La città dello sport

Lo sport fa bene, anche alla città

Nella nostra città, come nella maggior parte del Sud, sussiste il triste primato della sedentarietà e dei disordini alimentari. Quello dell’utilizzo di impianti sportivi da parte dei cittadini è una tematica importante e sentita perché strettamente collegata al benessere psico-fisico di tutti, in particolare dei giovani. Lo sport contribuisce a migliorare la salute, il rispetto, l’integrazione.

Amplieremo l’offerta di spazi pubblici attrezzati per la pratica sportiva, all’aperto e al chiuso, ad oggi insufficiente. Promuoveremo iniziative per supportare l'associazionismo sportivo e ricreativo.

Coinvolgeremo, con il supporto e la supervisione del CONI, tutte le federazioni e le associazioni sportive di Lecce assegnando loro in maniera democratica gli impianti. Le scelte amministrative anche in materia di recupero, riqualificazione e rigenerazione urbana delle aree sportive saranno definite in collaborazione con gli stati generali dello sport.

Lecce ha bisogno di un nuovo stadio, meno cemento e più servizi. Un'arena efficiente ed esteticamente gradevole, da 20.000 posti al coperto, senza pista di atletica, a misura di diversamente abile, in cui tifosi e giocatori siano davvero vicini. Immaginiamo la demolizione e ricostruzione contestuale nella medesima area già urbanizzata, per la quale sarà una grande occasione di riqualificazione. Una struttura al servizio della città in cui inserire strutture come la sede dell'Us Lecce, del Coni, del Comitato Italiano Paraolimpico, delle Federazioni sportive, della Federazione medici sportivi, del Museo dello Sport, l'Officina del ciclista e del cicloamatore, quella delle auto e delle moto d'epoca, oltre ad attività commerciali.
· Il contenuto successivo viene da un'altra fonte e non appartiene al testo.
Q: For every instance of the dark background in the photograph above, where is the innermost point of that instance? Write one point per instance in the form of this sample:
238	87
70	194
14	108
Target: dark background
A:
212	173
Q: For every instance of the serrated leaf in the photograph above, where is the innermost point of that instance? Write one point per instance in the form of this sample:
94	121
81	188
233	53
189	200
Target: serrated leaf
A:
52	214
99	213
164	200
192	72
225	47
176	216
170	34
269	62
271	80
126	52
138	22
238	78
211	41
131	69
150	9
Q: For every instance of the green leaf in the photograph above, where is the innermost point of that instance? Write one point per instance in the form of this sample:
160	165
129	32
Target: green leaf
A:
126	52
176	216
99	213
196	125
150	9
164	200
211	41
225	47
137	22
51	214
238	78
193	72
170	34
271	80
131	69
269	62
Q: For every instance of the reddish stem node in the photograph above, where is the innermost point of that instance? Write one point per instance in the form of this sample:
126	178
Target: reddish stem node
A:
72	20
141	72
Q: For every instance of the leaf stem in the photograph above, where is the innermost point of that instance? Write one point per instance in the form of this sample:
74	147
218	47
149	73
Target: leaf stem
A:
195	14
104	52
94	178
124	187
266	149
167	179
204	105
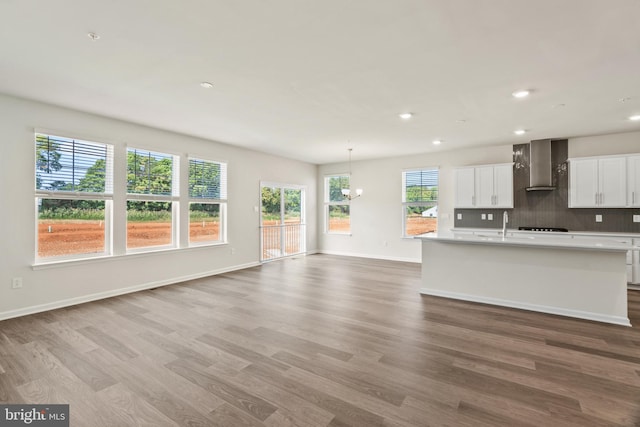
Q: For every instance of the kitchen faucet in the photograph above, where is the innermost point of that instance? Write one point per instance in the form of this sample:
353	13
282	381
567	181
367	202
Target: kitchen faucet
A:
505	219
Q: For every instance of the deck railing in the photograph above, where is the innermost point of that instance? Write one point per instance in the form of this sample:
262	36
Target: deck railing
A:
282	240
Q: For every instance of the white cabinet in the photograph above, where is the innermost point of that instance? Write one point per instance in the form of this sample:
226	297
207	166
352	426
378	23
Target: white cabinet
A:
487	186
598	182
503	186
633	181
465	188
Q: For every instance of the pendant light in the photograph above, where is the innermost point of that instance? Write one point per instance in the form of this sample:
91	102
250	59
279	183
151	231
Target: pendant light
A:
346	192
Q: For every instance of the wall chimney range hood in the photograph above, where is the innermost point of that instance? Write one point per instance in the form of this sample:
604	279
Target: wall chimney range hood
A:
540	178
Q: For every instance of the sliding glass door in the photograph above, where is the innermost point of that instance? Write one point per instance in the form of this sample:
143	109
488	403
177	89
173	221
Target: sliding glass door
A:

Una struttura da realizzare con il coinvolgimento dei privati, attraverso lo strumento del Project Financing.

Rivolgeremo grande attenzione agli impianti minori e a quelli di medio livello che attualmente, nella maggior parte dei casi, non rispondono perfettamente alle esigenze dei cittadini e non si prestano ad ospitare manifestazioni sportive di carattere nazionale ed internazionale. L’idea in tal senso è quella di sfruttare l’ambiente naturale sia nelle marine che nel Bosco di Rauccio, incentivando sport come l’orienteering, la corsa campestre, la vela, il granfondo, la pesca sportiva e tutti gli sport legati al mare. La darsena di San Cataldo diventerà, insieme alla Darsena della Lega Navale di Frigole, la casa degli sport acquatici.

Favoriremo, di concerto con il Comitato paraolimpico, le condizioni affinché le persone con disabilità possano svolgere attività motorie-sportive.

Attraverso la Legge 9 del 2016, che ha assegnato alcuni fondi al Coni per la realizzazione e la manutenzione degli impianti sportivi, attingeremo a finanziamenti utili sia per la manutenzione straordinaria che per la realizzazione di nuovi impianti.